First, according to our text book, the endosymbiotic theory was first thought of by Lynn Margulis. Endosymbiotic theory is the theory that ancestors of mitochondria and chloroplasts were bacteria that was living within other cells in a double sided beneficial partnership. The intracellular bacteria in this double sided beneficial partnership is called an endosymbiont. Over a period of time, each partner became absolutely necessary to each other to function. The endosymbiont eventually lost key features like the ability to replicate independently and the loss of its own cell wall. (Anderson, D. G., et al. 2016)
Now I’ll give you some evidence endosymbiosis. According to, the endosymbiotic theory is a thought that mitochondria and chloroplasts were once bacteria entering a eukaryotic cell by endocytosis to form a relationship with each other. I will describe a few common characteristics and abilities between the bacteria and these organelles, mitochondria and chloroplast, that will show strong evidence that this endosymbiotic theory is correct. (WordPress)
Something else that shows a close the relationship between bacteria, the mitochondria and chloroplast is the similarities they share with how each one functions. Purple aerobic bacteria and the mitochondria share extremely close similar characteristics. Oxygen is used in the making of ATP for purple aerobic bacteria as well as in the mitochondria. They both utilize the Krebs Cycle and oxidative phosphorylation by using oxygen to create more and more ATP. The chloroplasts also show characteristics that very much resemble photosynthetic bacteria. Both chloroplasts and photosynthetic bacteria have similar chlorophyll that use light energy to turn into chemical energy. (WordPress)
These organelles and bacteria also are similar in a size perspective. Chloroplasts, mitochondria, and prokaryotes size can be anywhere from one micron to even ten microns. If the chloroplasts, mitochondria, and prokaryotes sizes were all over the place like one being one micron and a different one being fifty microns, the endosymbiotic theory would look as if it were false because it’s something that would make them less related to each other. (WordPress)
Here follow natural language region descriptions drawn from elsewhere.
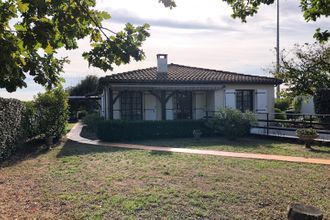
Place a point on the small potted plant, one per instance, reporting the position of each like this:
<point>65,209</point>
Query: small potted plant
<point>307,135</point>
<point>197,134</point>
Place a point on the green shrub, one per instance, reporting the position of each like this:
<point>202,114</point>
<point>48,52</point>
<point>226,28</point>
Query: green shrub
<point>52,110</point>
<point>322,104</point>
<point>232,123</point>
<point>81,114</point>
<point>133,130</point>
<point>11,117</point>
<point>282,103</point>
<point>279,114</point>
<point>92,120</point>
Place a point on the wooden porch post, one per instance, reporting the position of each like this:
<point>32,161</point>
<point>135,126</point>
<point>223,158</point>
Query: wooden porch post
<point>163,104</point>
<point>110,104</point>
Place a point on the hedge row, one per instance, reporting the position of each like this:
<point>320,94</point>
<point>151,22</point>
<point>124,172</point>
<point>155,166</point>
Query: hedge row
<point>21,121</point>
<point>134,130</point>
<point>11,119</point>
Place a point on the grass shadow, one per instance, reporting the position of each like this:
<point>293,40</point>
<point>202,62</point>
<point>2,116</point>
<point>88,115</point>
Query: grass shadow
<point>319,151</point>
<point>86,133</point>
<point>160,153</point>
<point>72,148</point>
<point>30,150</point>
<point>249,142</point>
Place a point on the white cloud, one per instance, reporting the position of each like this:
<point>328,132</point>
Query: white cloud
<point>197,33</point>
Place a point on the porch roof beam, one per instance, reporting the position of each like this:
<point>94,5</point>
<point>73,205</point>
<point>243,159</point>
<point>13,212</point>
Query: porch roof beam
<point>167,87</point>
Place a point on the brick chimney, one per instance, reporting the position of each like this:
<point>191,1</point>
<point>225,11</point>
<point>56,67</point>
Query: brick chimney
<point>162,63</point>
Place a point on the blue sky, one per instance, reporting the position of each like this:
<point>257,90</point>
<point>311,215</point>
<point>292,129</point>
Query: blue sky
<point>197,33</point>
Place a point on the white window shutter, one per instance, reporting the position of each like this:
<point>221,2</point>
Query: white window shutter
<point>230,98</point>
<point>262,100</point>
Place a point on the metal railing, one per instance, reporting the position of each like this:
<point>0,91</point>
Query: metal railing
<point>288,121</point>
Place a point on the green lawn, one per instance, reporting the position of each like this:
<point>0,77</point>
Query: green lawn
<point>250,144</point>
<point>77,181</point>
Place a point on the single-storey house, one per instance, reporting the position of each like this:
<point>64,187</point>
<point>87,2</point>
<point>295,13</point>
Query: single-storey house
<point>172,91</point>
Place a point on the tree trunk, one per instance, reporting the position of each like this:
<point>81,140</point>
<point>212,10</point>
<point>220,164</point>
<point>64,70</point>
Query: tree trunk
<point>304,212</point>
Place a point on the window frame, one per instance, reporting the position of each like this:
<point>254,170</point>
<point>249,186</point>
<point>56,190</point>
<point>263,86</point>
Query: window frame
<point>177,106</point>
<point>244,100</point>
<point>131,105</point>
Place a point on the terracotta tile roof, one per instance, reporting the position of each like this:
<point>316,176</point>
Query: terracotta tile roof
<point>186,75</point>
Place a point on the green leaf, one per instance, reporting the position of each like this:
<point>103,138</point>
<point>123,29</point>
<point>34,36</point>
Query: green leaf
<point>19,27</point>
<point>22,7</point>
<point>49,49</point>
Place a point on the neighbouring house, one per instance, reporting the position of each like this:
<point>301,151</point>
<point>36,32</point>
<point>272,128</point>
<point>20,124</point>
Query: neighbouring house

Another good piece of evidence that helped in supporting endosymbiosis was the debate if the mitochondria and chloroplasts have their own DNA or not and if these organelles in fact did have their own DNA, to see if this DNA resembled the DNA in bacteria. This was found to be true for ribosomes, chlorophyll, protein synthesis, DNA, and RNA. (WordPress) Chloroplasts, and mitochondria both carry genetic information that is necessary for their function. This also includes genes for certain ribosomal proteins and ribosomal RNAs that make their 70S ribosomes. These ribosomes differ from the typical 80S ribosomes that characterize eukaryotic cells which are in fact equivalent to the bacterial 70S ribosomes. (Anderson, D. G., et al., 2016). Both of these organelles’ DNA divides independently within the eukaryotic cell. This ground of independence by dividing on their own separately from the other organelles in the eukaryotic cells shows that they are indeed not very related to some of the organelles of a eukaryotic cell and because they are not related, it seems even more right that the mitochondria and chloroplasts could have once been prokaryotic cells from bacteria that entered a eukaryotic cell by endocytosis to form this symbiotic relationship that they share. (WordPress)
Some more logic evidence that seems to really help us to think that the endosymbiotic theory is in fact correct is that both of these organelles, mitochondria and chloroplasts, have a double phospholipid bilayers. It is thought that this happened when the mitochondria and chloroplast was coming as bacteria and entering a eukaryotic cell by endocytosis. You’re probably thinking that photosynthetic bacteria, resembling chloroplast, and purple aerobic bacteria, close to resembling the mitochondria, only have one phospholipid bilayer. This is correct but when either photosynthetic bacteria or purple aerobic bacteria use endocytosis to enter another cell, it forms a bond with a vesicle and forms the second layer to their double phospholipid bilayer. (WordPress)
As you can see, there is significant amount of evidence that I provided to show that endosymbiosis does indeed exists.